1. ## partioning sets...

a set has 5 members.what is the the number ways of partioning it into 2 or more subsets???

2. What things are you given and roughly what knowledge are you supposed to use?

3. all i have is the question.
you should be able to answer it with only high school maths.

4. Originally Posted by earthboy
a set has 5 members.what is the the number ways of partioning it into 2 or more subsets???
Originally Posted by earthboy
all i have is the question.
you should be able to answer it with only high school maths.
I do not consider this to a high school level question.
So I am giving you the technical answer. But I cannot explain to you.
The fifth Bell number is $\mathcal{B}(5)=52$.
That is the number of ways to partition a set of five.
But one of those is the set itself, so it does meet the condition of ‘two or more subsets’.
Thus you answer must be $51$.

5. Originally Posted by earthboy
all i have is the question.
you should be able to answer it with only high school maths.
You could try it using $n_C_r=\frac{n!}{r!(n-r)!}$

You cannot have more than 4 members in a subset.
A subset must contain at least one member.

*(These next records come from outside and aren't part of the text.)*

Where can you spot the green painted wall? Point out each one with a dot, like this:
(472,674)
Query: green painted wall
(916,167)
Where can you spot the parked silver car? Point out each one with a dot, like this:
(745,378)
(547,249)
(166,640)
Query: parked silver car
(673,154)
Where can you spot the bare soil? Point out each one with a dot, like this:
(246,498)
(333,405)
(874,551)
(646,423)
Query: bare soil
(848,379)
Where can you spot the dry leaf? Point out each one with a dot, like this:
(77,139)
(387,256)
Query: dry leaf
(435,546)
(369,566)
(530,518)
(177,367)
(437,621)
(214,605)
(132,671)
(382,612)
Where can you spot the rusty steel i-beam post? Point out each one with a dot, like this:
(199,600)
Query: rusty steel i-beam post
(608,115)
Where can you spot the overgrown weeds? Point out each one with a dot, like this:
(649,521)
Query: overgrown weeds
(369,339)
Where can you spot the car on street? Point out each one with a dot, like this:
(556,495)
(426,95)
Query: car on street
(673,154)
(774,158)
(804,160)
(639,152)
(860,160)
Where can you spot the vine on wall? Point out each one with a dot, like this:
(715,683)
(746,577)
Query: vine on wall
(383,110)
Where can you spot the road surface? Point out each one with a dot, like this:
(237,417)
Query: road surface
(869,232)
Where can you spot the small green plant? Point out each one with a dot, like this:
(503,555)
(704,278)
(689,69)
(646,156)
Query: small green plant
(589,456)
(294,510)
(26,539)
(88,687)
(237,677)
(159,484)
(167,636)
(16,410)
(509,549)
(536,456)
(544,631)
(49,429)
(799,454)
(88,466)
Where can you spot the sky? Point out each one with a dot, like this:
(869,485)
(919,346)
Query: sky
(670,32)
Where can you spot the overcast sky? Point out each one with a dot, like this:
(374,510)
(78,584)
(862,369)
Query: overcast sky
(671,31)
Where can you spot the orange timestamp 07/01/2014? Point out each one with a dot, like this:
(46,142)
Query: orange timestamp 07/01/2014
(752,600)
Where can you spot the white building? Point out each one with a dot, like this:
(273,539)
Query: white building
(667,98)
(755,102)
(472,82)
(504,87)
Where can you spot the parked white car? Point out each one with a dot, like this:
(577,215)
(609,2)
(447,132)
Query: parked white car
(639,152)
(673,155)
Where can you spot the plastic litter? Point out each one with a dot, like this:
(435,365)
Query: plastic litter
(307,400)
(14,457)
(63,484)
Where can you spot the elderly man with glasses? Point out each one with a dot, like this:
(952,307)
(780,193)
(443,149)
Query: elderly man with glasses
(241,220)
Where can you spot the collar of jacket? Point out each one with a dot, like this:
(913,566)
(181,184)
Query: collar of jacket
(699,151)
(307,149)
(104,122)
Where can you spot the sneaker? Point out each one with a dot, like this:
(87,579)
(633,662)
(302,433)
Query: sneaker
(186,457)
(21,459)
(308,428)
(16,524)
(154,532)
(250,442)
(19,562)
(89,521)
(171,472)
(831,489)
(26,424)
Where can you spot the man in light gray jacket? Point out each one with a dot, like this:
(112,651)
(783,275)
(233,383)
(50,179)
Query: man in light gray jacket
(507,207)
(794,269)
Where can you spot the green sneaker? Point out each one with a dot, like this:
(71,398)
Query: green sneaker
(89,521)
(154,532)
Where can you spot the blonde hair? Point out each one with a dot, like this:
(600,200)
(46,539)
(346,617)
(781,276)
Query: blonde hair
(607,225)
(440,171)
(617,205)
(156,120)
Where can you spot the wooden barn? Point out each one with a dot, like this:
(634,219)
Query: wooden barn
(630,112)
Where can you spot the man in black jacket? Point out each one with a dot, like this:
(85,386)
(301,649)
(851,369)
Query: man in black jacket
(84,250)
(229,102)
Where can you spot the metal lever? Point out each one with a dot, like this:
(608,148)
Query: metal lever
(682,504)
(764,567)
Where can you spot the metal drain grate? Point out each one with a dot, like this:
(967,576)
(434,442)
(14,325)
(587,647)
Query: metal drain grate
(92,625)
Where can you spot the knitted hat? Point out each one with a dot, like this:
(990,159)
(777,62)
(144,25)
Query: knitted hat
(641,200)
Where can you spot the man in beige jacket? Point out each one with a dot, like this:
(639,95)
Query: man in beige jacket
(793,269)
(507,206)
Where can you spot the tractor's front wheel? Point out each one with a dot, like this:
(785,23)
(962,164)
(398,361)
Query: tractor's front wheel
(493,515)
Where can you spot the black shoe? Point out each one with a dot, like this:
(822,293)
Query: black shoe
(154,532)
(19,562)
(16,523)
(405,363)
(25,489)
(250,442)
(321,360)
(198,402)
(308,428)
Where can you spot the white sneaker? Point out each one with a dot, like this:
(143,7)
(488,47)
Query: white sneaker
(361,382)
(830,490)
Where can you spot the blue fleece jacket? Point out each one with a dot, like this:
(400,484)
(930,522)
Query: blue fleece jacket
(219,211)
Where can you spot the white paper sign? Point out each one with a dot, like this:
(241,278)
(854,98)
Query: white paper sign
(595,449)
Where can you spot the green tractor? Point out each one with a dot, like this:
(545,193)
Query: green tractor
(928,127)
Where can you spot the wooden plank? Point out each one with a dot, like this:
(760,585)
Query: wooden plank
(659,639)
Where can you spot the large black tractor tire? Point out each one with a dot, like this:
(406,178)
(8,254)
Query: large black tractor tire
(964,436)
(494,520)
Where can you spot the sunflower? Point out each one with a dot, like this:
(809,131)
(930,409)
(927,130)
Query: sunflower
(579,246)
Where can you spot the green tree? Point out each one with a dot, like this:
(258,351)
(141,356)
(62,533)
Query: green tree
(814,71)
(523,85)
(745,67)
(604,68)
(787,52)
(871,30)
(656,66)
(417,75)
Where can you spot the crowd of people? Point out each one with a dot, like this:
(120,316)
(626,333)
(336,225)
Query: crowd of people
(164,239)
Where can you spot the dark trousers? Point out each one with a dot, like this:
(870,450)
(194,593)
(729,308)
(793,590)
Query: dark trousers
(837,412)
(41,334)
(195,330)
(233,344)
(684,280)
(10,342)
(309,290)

Therefore you could list the possibilities, then count the number of ways those possibilities can occur.

(a) 4 members in a subset and 1 member in the other subset

For this option, you can count using combinations the number of ways to select 4 from 5 or 1 from 5.

(b) (i) 3 members in a subset and 2 members in another subset

You only need to count the number of ways of selecting 3 from 5 or 2 from 5.
(Selecting any 3 automatically selects the remaining 2 and vice versa)

(b) (ii) 3 members in a subset and 2 subsets containing 1 member

You only need to count the number of ways to choose 3 from 5.

(c) (i) 2 members in a subset and 2 members in another subset
..........(the 5th member automatically makes the 3rd subset of 1)

Select 4 of the 5 and count the number of ways to form 2 groups of 2.
Hence, first count the number of ways to select 4 from 5,
then for each group of 4, count the number of ways to pair one member with one of the other 3.

(c) (ii) 2 members in a subset and the other 3 making single-member subsets

Select 2 from 5 as the remainder automatically form the single-member subsets.